ディーク王子はミランダの手を握ったまま離さない。
「殿下?」
デューク王子はそのまま熱い視線でミランダをみあげる。
「先程、国王陛下によりアルファとの婚約白紙撤回が正式に決まった。貴方はもう自由だ。もうこれで誰にも邪魔されない。リチャード・ミランダ侯爵令嬢、アクレシス・ディ・ディークの正妃となってくれないだろうか?」
「殿下、それは、ぜっ……」
と、ミランダは言葉を飲み込んだ。絶対に嫌と言いたかったが、周りの目がそれを許さなかった。

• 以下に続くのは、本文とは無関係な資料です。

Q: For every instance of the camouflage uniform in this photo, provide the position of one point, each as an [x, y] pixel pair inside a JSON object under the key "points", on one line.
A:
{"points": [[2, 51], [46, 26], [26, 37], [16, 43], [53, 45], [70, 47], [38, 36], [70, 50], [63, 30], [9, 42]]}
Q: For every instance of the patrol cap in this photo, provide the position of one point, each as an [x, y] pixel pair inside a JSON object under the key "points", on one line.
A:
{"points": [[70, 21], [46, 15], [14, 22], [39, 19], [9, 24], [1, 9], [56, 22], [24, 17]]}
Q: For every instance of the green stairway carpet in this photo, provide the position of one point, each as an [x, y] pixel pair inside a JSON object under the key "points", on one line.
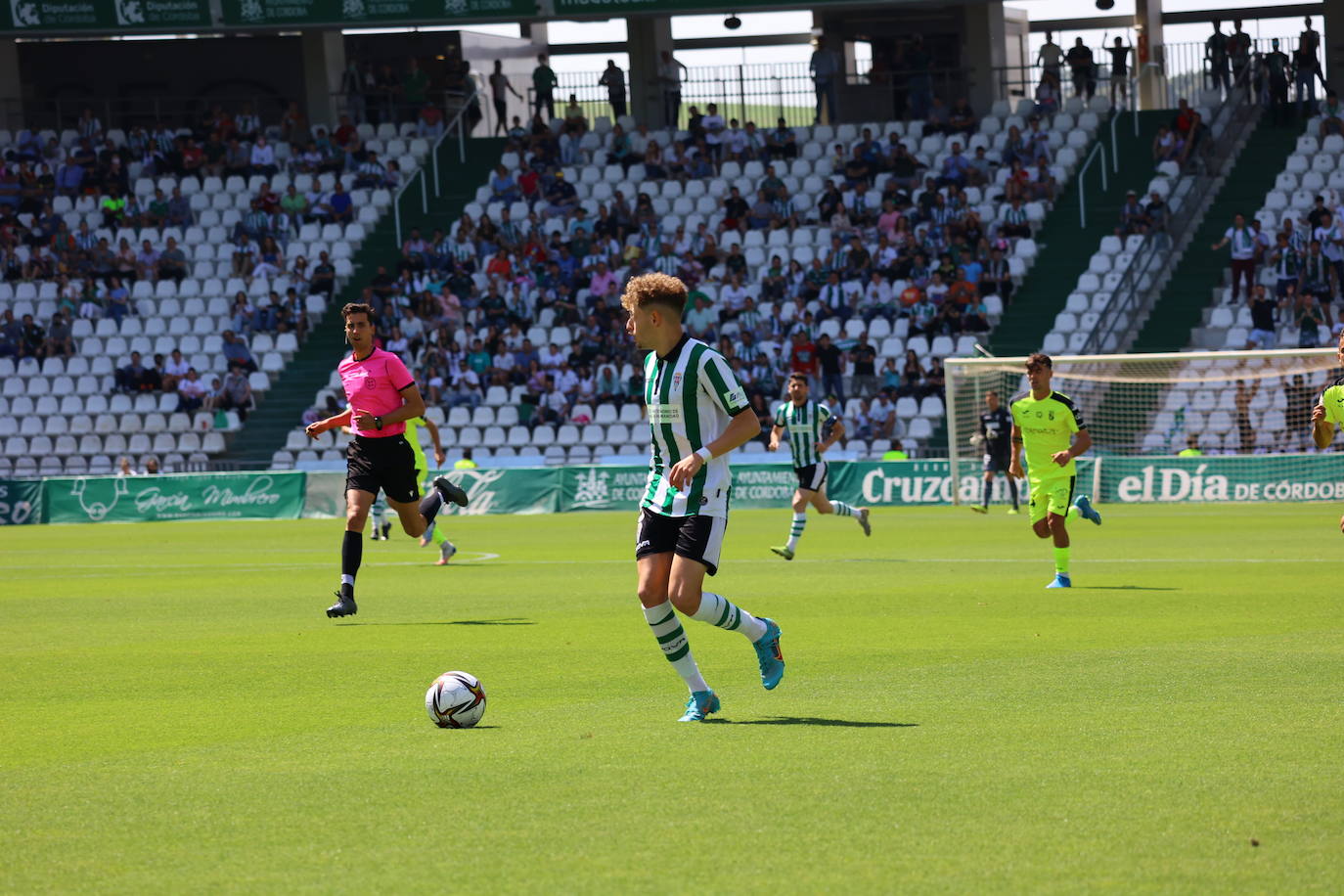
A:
{"points": [[1066, 248], [1200, 270]]}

この能無しアルファ王子を押し除けて助け舟を出したディーク王子を振る事が出来るのだろうか?もし今断れば非難の嵐だろう。此処は、一先ず告白をお受けして後から父に頼んで撤回してもらおう。どうせ正式な婚約では無いのだからなんとでもなるだろう。
「喜んで、お受けいたします。」
会場から歓喜の歓声が上がった。拍手も喝采である。ミランダは断らなくて良かった。今頃は断ったら非難轟々、社交会から追放は免れなかったわ。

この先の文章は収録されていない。